# Rest in Peace, She-Ra



## LinkLover (Apr 3, 2012)

Today I brought home a very sick little female betta. I had gone out wanting to start rescuing bettas again after taking a break due to complications. This was also my first ever female betta, so I was excited, yet sad at the same time. That is because I knew she would die. Her condition was severe, and even though I hoped a miracle could help her, she died just a few minutes ago. I took her because all living things deserve to be comfortable and loved when they die. And I knew she, at the bottom of the betta shelf placed at the height of my knees, needed that love and comfort. Thankfully (and just barely) she did NOT die in a little cup. She died in a heated tank, in a home with someone who cared. And that was the best thing I could give this tiny girl.

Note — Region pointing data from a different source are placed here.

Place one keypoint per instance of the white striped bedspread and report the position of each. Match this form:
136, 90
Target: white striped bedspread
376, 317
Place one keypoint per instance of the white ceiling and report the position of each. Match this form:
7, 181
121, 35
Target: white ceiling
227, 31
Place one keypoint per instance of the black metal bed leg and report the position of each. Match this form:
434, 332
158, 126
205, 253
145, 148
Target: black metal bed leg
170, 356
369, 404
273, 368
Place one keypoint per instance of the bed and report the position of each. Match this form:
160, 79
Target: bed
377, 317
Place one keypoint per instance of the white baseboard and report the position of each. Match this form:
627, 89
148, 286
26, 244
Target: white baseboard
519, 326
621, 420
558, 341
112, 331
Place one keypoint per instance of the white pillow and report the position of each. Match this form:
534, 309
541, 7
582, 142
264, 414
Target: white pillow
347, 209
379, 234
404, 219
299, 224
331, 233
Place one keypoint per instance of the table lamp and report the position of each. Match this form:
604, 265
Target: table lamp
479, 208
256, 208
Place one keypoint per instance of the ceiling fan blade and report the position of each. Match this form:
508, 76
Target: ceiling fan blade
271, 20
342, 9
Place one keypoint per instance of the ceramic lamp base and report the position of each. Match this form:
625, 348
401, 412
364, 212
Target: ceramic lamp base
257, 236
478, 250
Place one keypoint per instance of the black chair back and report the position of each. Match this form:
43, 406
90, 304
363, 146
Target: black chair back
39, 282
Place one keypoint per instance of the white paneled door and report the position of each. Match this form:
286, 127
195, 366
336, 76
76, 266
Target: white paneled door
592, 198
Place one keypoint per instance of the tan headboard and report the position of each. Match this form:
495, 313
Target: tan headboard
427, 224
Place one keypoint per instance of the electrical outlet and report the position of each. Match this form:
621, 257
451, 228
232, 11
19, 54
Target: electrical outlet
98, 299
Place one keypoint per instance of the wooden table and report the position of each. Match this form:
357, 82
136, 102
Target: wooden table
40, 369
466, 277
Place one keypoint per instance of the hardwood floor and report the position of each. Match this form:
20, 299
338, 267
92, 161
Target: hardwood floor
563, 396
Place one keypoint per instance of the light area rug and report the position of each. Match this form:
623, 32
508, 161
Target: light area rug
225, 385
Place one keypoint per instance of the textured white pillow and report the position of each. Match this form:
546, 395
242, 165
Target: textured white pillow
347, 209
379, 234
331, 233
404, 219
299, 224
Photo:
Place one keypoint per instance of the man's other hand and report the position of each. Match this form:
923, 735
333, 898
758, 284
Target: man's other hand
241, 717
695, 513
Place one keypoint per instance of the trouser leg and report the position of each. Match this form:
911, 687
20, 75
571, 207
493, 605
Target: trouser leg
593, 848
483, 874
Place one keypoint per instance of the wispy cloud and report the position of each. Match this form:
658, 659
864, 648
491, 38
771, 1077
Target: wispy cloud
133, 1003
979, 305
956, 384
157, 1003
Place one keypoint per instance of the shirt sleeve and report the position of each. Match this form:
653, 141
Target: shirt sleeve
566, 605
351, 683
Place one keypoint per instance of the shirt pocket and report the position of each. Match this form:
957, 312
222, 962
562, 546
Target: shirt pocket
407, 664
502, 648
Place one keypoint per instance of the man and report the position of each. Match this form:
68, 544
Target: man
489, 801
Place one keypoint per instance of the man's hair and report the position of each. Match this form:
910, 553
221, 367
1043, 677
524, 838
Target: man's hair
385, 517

Rest in peace, and enjoy swimming around with your friends up there. XOXO.


----------



## aqua001 (Jan 13, 2012)

I'm so sorry!!! At least, like you said, she died comfortably and you cared. Rest in peace She-Ra!


----------



## LinkLover (Apr 3, 2012)

Thank you, I really appreciate that.


----------



## lilyrazen (Oct 25, 2009)

That's so kind of you, to help her out like that. I bet of she could have, she would've smiled. It's good she got to leave happy.


----------



## LinkLover (Apr 3, 2012)

Thank you, that's very sweet! I do wish they could smile, so you could see that they are happy, or at least relieved.


----------